Once they'd left the stage, the house breathed a sigh of relief and got on with the serious business of music-biz gossip.


Excerpt from The Independent, March 22, 1992
Ben Thompson

...Lou Reed was not the only great Jewish New Yorker with a talent for self-mythologising to touch down on British shores this week. The name Beastie Boys does not strike terror into VW owners like it used to, but that is probably no bad thing. Beastie-Boy image building was too effective for its own good; they so convinced everyone of what hooligans they were, that when genuine hooligans felt obliged to step in and throw beer cans at them, they got little sympathy.
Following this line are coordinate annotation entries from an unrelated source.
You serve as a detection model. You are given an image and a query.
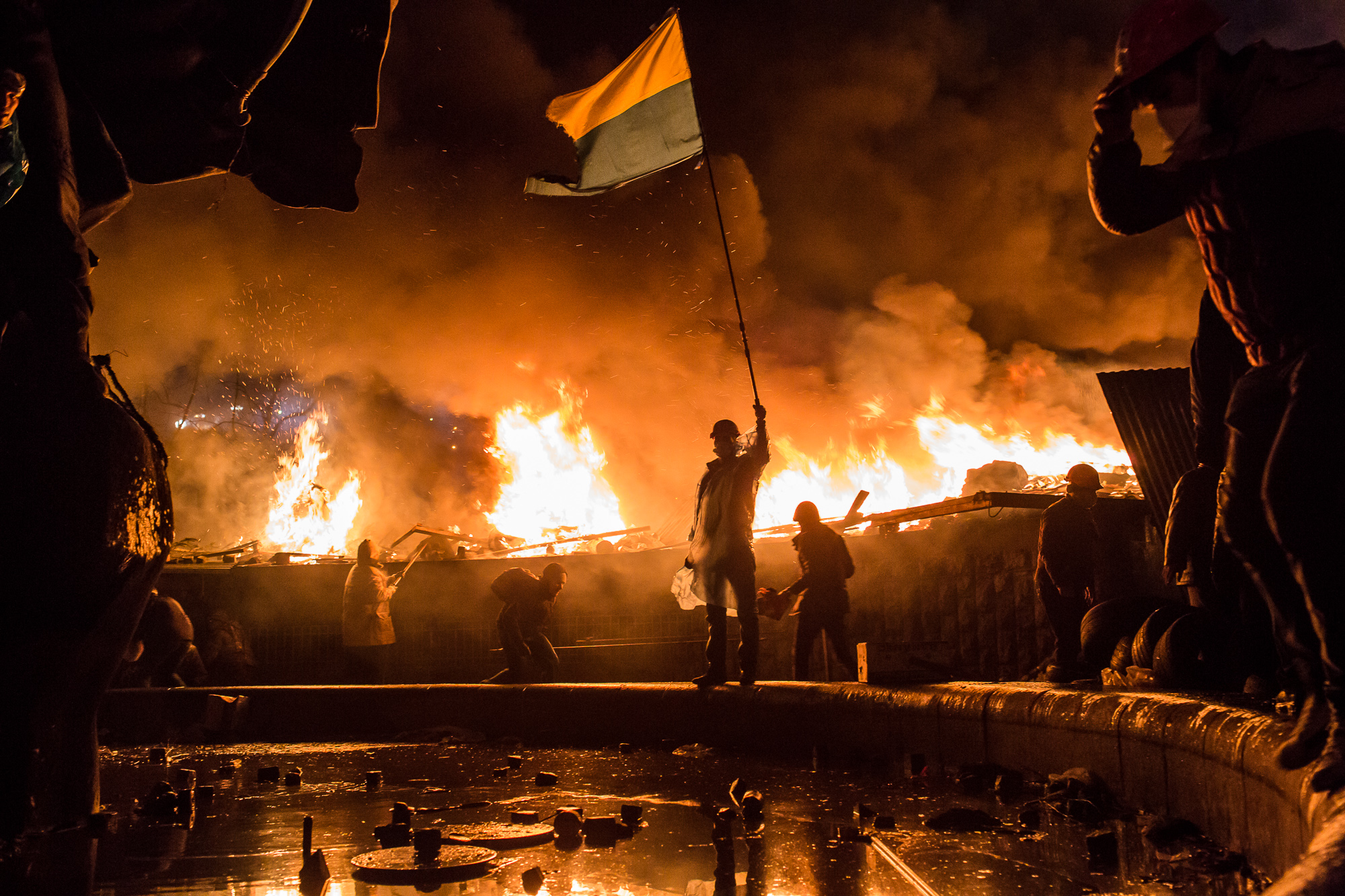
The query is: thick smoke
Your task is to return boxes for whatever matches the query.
[81,0,1313,544]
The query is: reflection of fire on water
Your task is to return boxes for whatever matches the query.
[266,409,363,555]
[486,387,628,553]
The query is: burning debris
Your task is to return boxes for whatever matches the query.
[266,407,363,555]
[163,374,1139,563]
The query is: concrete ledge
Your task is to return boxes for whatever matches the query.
[100,682,1342,877]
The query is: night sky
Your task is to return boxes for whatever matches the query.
[81,0,1338,540]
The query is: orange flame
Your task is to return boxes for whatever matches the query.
[486,384,628,556]
[266,409,363,555]
[756,395,1130,529]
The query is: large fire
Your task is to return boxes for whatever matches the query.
[487,387,628,553]
[487,389,1130,543]
[756,395,1130,528]
[265,409,363,555]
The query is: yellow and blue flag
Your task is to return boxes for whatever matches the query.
[523,12,703,196]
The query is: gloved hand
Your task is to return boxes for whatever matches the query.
[1093,75,1135,144]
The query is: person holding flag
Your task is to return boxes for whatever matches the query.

There's not a giant inflatable penis or a caged woman in sight when the Beasties bounce onstage at The Marquee for their first British show in five years. It's hard to believe anyone could have been outraged by them; they look so small and fresh-faced. I suppose that was one reason they did so much to broaden rap's constituency: if three such well brought-up white boys needed only a passing acquaintance with it to undermine the very foundations of civilisation, then it must have had something going for it. The other reason is that they are extremely talented.
They're threatening to take their real instruments out of mothballs to tour with their forthcoming third album, Check Your Head, but for the moment it's just the three of them, their mikes and their benign DJ, Hurricane. MCA (Adam Yauch), the husky one, enveloped in a parka, seems slightly bemused by the stage-divers who keep stepping up to shake his hand, and periodically hurls himself into the crowd to find out what drives them. The other two, whiney-voiced Beasties, woolly hats pulled down over their eyes, circle the tiny stage with a series of extravagant leaps. Mike D's loose dungaree strap whirls like a helicoptor rotor, making him look like a wind-up toy. "Got more stories than JD's got Salinger, I hold the title and you are the challenger,": behind the infectious nursery-rhyme dumbness lies a determination to break down the barriers between high and low culture.
Lou Reed plays Hammersmith Odeon (081-748 4081) tonight, Mon, Wed-Fri, and reads from his collected lyrics ('Between Thought and Expression', Viking, pounds 14.99) at the Lyttelton Theatre (071-928 2252) on Tues. The Beastie Boys will tour in June.